Yeah definitely, good point. I got that wrong above: He is in fact a postgres contributor who happens to be MS employee and not an MS employee who happens to be a postgres contributor.
The attacker changed the projects contact details at oss fuzz (an automated detection tool). There’s an interesting discussion as to whether that would have picked up the vulnerability https://github.com/google/oss-fuzz/issues/11760
I don't think it's plausible OSS-Fuzz could have found this. The backdoor required a build configuration that was not used in OSS-Fuzz.
I'm guessing "Jia Tan" knew this and made changes to XZ's use of OSS-Fuzz for the purposes of cementing their position as the new maintainer of XZ, rather than out of worry OSS-Fuzz would find the backdoor as people have speculated.
How many oss-fuzz packages have a Dockerfile that runs apt-get install liblzma-dev first?
Had this not been discovered, the backdoored version of xz could have eventually ended up in the ubuntu version oss-fuzz uses for its docker image - and linked into all those packages being tested as well.
Except now there's an explanation if fuzzing starts to fail - honggfuzz uses -fsanitize which is incompatible with xz's use of ifunc, so any package that depends on it should rebuild xz from source with --disable-ifunc instead of using the binary package.
This is interesting, but do you think this would have aroused enough suspicion to find the backdoor (after every Ubuntu user was owned by it)? I don't see why this is the case. It wasn't a secret that ifuncs were being used in XZ.
And if that's the case, it was sloppy of "Jia" to disable it in OSS-Fuzz and not do this:
to the XZ source code to fix the false positive and turn off the compilation warning, no attention would have been drawn to this at all since no one would have to change their build script.
With or without this PR, it's very unlikely OSS-Fuzz would have found the bug. OSS-Fuzz also happens to be on Ubuntu 20. I'm not very familiar with Ubuntu release cycles, but I think it would have been a very long time before backdoored packages made their way into Ubuntu 20.

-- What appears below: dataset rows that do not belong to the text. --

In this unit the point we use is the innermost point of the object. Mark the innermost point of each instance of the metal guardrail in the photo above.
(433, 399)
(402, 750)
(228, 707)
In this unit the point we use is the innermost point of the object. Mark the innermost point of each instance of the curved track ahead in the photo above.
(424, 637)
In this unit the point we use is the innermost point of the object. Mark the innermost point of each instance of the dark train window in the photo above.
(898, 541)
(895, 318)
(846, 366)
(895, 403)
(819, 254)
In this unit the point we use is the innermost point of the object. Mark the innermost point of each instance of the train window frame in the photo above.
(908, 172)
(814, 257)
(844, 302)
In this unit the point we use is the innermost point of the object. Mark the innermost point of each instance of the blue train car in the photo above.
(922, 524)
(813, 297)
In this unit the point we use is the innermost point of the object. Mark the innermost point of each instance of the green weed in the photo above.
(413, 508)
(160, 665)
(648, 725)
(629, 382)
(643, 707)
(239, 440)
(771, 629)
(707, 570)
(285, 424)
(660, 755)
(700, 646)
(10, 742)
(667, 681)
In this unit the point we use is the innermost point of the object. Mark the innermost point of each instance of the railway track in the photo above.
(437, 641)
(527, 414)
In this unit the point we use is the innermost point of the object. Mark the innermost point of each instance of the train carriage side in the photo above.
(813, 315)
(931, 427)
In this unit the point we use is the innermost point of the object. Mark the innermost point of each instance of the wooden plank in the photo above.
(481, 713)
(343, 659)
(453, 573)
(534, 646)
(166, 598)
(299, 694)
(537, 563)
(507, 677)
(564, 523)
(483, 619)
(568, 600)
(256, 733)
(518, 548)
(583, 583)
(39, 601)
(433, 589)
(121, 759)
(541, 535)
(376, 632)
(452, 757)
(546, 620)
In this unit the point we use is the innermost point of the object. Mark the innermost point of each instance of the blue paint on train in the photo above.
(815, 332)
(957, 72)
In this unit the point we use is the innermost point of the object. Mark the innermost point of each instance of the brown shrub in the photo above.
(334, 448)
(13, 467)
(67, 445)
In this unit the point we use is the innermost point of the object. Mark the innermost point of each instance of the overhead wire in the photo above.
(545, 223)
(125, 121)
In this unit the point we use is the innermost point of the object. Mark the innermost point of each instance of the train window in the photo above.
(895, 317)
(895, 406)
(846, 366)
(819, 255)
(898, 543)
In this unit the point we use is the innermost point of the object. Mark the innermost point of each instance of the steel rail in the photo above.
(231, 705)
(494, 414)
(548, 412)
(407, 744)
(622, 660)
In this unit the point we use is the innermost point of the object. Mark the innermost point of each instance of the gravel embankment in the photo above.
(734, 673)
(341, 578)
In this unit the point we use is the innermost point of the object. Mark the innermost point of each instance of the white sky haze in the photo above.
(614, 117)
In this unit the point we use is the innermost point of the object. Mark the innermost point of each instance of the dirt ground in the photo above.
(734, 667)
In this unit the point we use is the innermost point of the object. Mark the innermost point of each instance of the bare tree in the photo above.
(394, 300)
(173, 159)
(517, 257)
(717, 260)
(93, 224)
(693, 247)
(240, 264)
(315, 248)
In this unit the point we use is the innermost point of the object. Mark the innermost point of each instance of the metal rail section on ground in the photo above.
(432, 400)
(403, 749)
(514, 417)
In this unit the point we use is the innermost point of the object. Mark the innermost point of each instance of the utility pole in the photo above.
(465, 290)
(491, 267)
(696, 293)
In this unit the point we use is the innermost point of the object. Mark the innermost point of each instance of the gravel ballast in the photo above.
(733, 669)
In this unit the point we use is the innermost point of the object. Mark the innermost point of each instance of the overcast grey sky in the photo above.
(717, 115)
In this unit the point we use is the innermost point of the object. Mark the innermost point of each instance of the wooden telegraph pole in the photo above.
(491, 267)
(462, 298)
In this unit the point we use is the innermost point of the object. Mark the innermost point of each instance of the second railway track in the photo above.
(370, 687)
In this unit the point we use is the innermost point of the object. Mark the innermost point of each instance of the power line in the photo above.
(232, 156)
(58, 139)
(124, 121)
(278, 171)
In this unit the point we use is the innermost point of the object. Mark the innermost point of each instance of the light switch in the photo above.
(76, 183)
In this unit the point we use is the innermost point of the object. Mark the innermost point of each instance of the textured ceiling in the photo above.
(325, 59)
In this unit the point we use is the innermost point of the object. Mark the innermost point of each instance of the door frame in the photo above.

I mean, yes. I’ve read all the commentary I can get my hands on about this incident because it is fascinating and this is the first instance of some parallel construction theory of finding it I’ve seen.
Second, maybe a routine dependency review is how they _actually_ found it but they don’t want future people like this focusing too much on that otherwise they may try to mitigate, whereas now they may focus on something inane like a 0.5 second increase in sshd’s load time or whatever.
Sorry for that ugly comparison, but that explanation reminds me of the theories when covid started, that it was created by secret organization that is actually ruling the world.
People love when there's some explanation that doesn't involve randomness, because with randomness looks like we don't have grasp on things.
Google actually had tooling that was detecting it, but he disabled check that would show it.
Google/Microsoft/NSA could just say they detected it with internal tooling and not disclose how exactly. Google and Microsoft would love to have credit.
While we are speculating, there was this case of university students trying to introduce malicious commits in the kernel in order to test open source to such attack vectors. Perhaps this was similar "research" by some students.
It's really interesting to think what might've happened if they could've implemented this with much less performance overhead. How long might it have lasted for? Years?